In Bush’s aid package, he is asking for nearly $500 million for vouchers for Katrina’s schoolchildren. This he does even though it is dubious as to whether the nation’s credible private schools -- meaning those that weren’t set up in a basement overnight because of the promise of federal dollars -- would be able to handle the nearly 400,000 children displaced by Katrina.

What’s also bad about this is that while the GOP has touted vouchers as way to make public schools more accountable, it doesn’t require the private schools, once they get public dollars, to prove they're accountable through the testing measures it uses to discredit public schools. In fact, when it comes to voucher and charter schools, no accountability is usually required at all.

And a lot of children have suffered because of it.

In Milwaukee, where the voucher experiment was pioneered, a recent report in the Milwaukee Journal Sentinel found that 10 percent of the schools that were receiving vouchers raised serious concerns -- such as having seriously unqualified teachers and weak curriculum.

And while some would argue that 10 percent isn’t bad, I’d argue that unless the same rules are applied to them as they are applied to public schools, no one will know how well or bad the schools are until after a student has graduated. Meaning after it’s too late.

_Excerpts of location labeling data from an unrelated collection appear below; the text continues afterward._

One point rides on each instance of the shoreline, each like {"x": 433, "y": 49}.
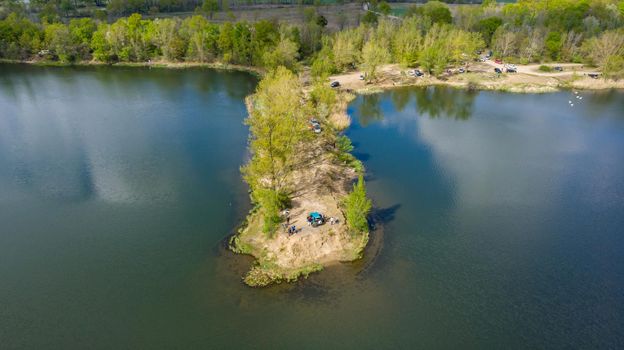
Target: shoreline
{"x": 333, "y": 245}
{"x": 258, "y": 72}
{"x": 319, "y": 183}
{"x": 391, "y": 76}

On top of that, the prospect for exploitation is ripe. I can just imagine some jackleg, would-be educator salivating over the prospect of some poor Katrina child and parent bringing him a $7,500 voucher.

That’s easy money there.

That’s why it’s sad, but not surprising, that the Bush administration would use tragedy to trot out ideology. It’s sad, because the money could be used in many other ways that would make more of a difference to the families displaced by Katrina.

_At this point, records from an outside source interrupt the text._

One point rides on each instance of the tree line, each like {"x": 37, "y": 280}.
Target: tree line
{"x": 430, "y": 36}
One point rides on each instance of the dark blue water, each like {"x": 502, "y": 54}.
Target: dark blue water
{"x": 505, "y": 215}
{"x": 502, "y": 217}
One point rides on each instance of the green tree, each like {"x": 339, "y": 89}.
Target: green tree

That money, for example, could be used to step up enforcement of housing anti-discrimination laws. The Knight Ridder/Tribune wire service just published a study by the Urban Institute that showed that 20 percent of the time, black and Hispanic renters were less likely to receive complete information on advertised apartments than white renters. They also are still more likely to be told that apartments are unavailable when they are indeed vacant.

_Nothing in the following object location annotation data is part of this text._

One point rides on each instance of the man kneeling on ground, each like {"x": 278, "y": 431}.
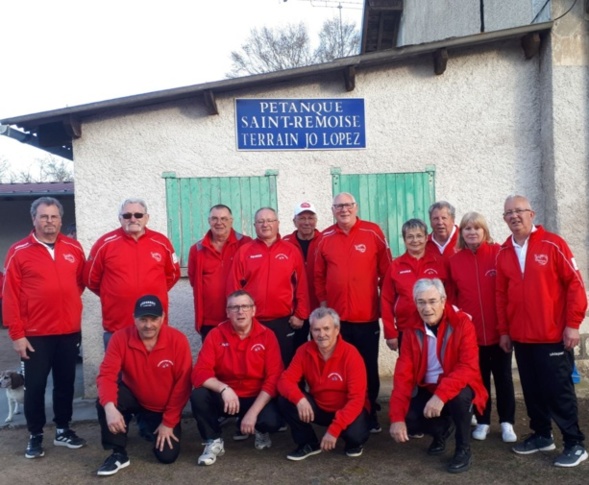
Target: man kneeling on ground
{"x": 235, "y": 375}
{"x": 153, "y": 361}
{"x": 437, "y": 376}
{"x": 337, "y": 397}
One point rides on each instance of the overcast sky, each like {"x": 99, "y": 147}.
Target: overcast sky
{"x": 59, "y": 53}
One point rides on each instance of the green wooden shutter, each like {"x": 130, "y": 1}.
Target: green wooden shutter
{"x": 188, "y": 201}
{"x": 389, "y": 199}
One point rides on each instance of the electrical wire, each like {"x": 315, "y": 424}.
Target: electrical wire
{"x": 557, "y": 18}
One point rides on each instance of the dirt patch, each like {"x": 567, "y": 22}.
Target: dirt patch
{"x": 383, "y": 461}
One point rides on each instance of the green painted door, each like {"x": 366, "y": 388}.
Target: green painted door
{"x": 389, "y": 199}
{"x": 188, "y": 201}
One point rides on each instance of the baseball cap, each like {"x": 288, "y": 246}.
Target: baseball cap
{"x": 148, "y": 305}
{"x": 305, "y": 206}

What that means is that even if a black Katrina evacuee is able to find a good private school for her child with the voucher money, or finds a good public school, it won’t help if she can’t find decent housing near the school because the landlord can lie to her when he sees her coming.

I had hoped that the Katrina tragedy would make its largely-poor, largely-black victims the subject of policy fixes. Instead, they’ve become the subjects of an experiment.

One that’s bound to end with more dashed hopes and dreams.